According to the CDC, the recommended hours of sleep for adults is an average of 7 hours or more. Bellabeat could add an extra feature such as sleep reminders to the sleep tracking portion of their app in order to help their users reach their sleep goals and the CDC sleep recommendation. This can help with overall productivity and health of the participants.

Now, let’s take a look at how active participants are per hour:

hourly_steps_new <- hourly_steps %>%
  group_by(ActivityHour) %>%
  drop_na() %>%
  summarise(mean_step_total = mean(StepTotal))
ggplot(data=hourly_steps_new, aes(x=ActivityHour, y=mean_step_total)) +
  geom_bar(stat='identity', fill='blue') +
  theme(axis.text.x = element_text(angle = 45)) +
  labs(title="Average Step Total VS Time", x="Activity Hour", y="Average Step Total")

This visualization shows us that participants are active from 6 AM to 11 PM. Out of those times, participants are the most active from 4 PM to 10 PM. This could be due to participants working out after getting off of work. To encourage participants, Bellabeat can incorporate motivational messages to pop up as a notification during these times.
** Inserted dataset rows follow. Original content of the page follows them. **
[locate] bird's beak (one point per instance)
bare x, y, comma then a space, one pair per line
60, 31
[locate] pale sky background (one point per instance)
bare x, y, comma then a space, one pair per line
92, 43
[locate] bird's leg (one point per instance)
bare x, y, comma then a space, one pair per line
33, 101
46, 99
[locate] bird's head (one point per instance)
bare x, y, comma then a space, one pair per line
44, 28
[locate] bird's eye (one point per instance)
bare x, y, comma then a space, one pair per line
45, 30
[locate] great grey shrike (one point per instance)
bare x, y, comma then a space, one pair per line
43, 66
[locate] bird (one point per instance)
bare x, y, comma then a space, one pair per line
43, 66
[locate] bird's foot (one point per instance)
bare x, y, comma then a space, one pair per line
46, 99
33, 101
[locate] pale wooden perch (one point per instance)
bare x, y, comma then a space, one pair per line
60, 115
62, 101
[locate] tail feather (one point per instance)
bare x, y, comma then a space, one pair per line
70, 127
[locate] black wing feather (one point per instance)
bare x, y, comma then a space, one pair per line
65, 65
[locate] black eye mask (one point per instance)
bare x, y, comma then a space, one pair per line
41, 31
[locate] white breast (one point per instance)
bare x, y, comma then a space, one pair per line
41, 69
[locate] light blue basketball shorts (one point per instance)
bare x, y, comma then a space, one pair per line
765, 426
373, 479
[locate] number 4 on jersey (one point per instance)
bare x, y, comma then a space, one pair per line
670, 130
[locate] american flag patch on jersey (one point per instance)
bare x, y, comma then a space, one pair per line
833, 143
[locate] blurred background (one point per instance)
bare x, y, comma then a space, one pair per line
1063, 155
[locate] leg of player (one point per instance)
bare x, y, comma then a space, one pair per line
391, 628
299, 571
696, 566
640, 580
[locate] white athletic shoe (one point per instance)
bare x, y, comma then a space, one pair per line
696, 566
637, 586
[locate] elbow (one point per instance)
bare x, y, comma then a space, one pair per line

Next, we’ll look at the relationship between total minutes asleep and sedentary minutes.

ggplot(data=merged_data)+
  geom_point(mapping=aes(x=TotalMinutesAsleep, y=SedentaryMinutes))+
  geom_smooth(mapping=aes(x=TotalMinutesAsleep, y=SedentaryMinutes))+
  labs(title="Minutes Asleep VS Sedentary Minutes Per User",
       x="Total Minutes Asleep", y="Sedentary Minutes")
## `geom_smooth()` using method = 'loess' and formula 'y ~ x'

Here, we can see that there is a negative relationship between minutes asleep and sedentary minutes. Bellabeat could utilize push notifications to remind users to increase their activity throughout their day to help reduce sedentary time. This would help Bellabeat’s users improve their total sleep amount.

Note: I recommend gathering more data to support this insight since correlation does not mean causation.

Recommendation Summary

By collecting data on activity, sleep, stress, and reproductive health, Bellabeat can help empower women through insights into their habits and their overall health.

After analyzing the FitBit Fitness Tracker Data, I discovered some insights that can help Bellabeat’s marketing strategy.

Target Audience

According to my analysis, Bellabeat’s target audience would be women who work day time, office jobs. These women likely work in offices, attend meetings and spend most of their working hours sitting. It can also be women who attend college during the day.

  • The FitBit Fitness Tracker Data did not specify if it’s data came from soley women, therefore, I would recommend adding data from a women only data set.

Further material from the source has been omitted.